On Tuesday, the Financial Planning Association filed a lawsuit challenging a proposed SEC rule that Elizabeth W. Jetton, president of the FPA, said "essentially allows broker-dealers to avoid the fiduciary and disclosure standards of the Investment Advisers Act of 1940 while acting as investment advisers and offering financial planning services."
I know that is a mouthful, but stay with me on this.
Essentially, the FPA is objecting to an SEC proposal that would clarify the exception that broker-dealers have from the definition of investment adviser.
Just so you know, the Advisers Act regulates the activities of investment advisers who get paid to give their views about investing in stocks and bonds. Firms that manage $25 million or more in investments must register with the SEC. Smaller firms and individual advisers must register with state securities agencies.
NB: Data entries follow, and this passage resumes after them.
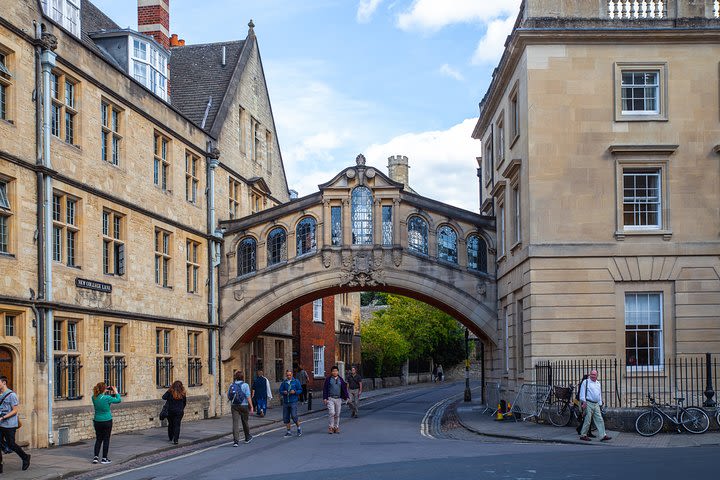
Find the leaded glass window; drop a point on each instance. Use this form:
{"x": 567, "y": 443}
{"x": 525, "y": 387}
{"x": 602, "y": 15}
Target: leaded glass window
{"x": 387, "y": 225}
{"x": 336, "y": 225}
{"x": 417, "y": 235}
{"x": 362, "y": 216}
{"x": 447, "y": 244}
{"x": 305, "y": 235}
{"x": 246, "y": 256}
{"x": 477, "y": 253}
{"x": 277, "y": 246}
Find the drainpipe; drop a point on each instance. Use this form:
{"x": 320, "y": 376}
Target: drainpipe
{"x": 39, "y": 226}
{"x": 48, "y": 43}
{"x": 212, "y": 157}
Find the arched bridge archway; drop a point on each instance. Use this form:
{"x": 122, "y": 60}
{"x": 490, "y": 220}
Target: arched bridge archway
{"x": 361, "y": 231}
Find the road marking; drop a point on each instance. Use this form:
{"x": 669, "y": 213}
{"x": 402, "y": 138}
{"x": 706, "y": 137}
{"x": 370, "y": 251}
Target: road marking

Investment advisers have a fiduciary responsibility to act in their clients' best interests. They are required to disclose any conflicts of interest and give advice that is suitable for their client. Brokers are also supposed to recommend suitable investments, but they aren't required to adhere to the higher fiduciary standard of acting in a client's best interest, the FPA argues.
As it stands now, brokers -- who only incidentally give financial advice to their customers -- don't have to comply with the Advisers Act.
"What we fail to understand is why the SEC would propose a rule that allows brokerage firms to misrepresent and actively market themselves to investors as trusted advisers -- instead of disclosing their true role as sales agents," said Jetton, a Certified Financial Planner who also holds a broker's license. "The critical problem with the rule proposal is that it allows stockbrokers to call themselves financial planners and financial consultants and to provide fee-based financial planning services under more lenient broker-dealer sales regulations."
The SEC declined to comment on the lawsuit. The SEC proposed the broker-dealer rule in 1999, but it hasn't taken action to adopt it.
In announcing the proposed rule change, the SEC said that in addition to paying traditional commissions for brokerage services, customers can now conduct securities transactions and receive related advice and other services by paying either a fixed fee or a fee based on a percentage of money they have on account with a broker-dealer.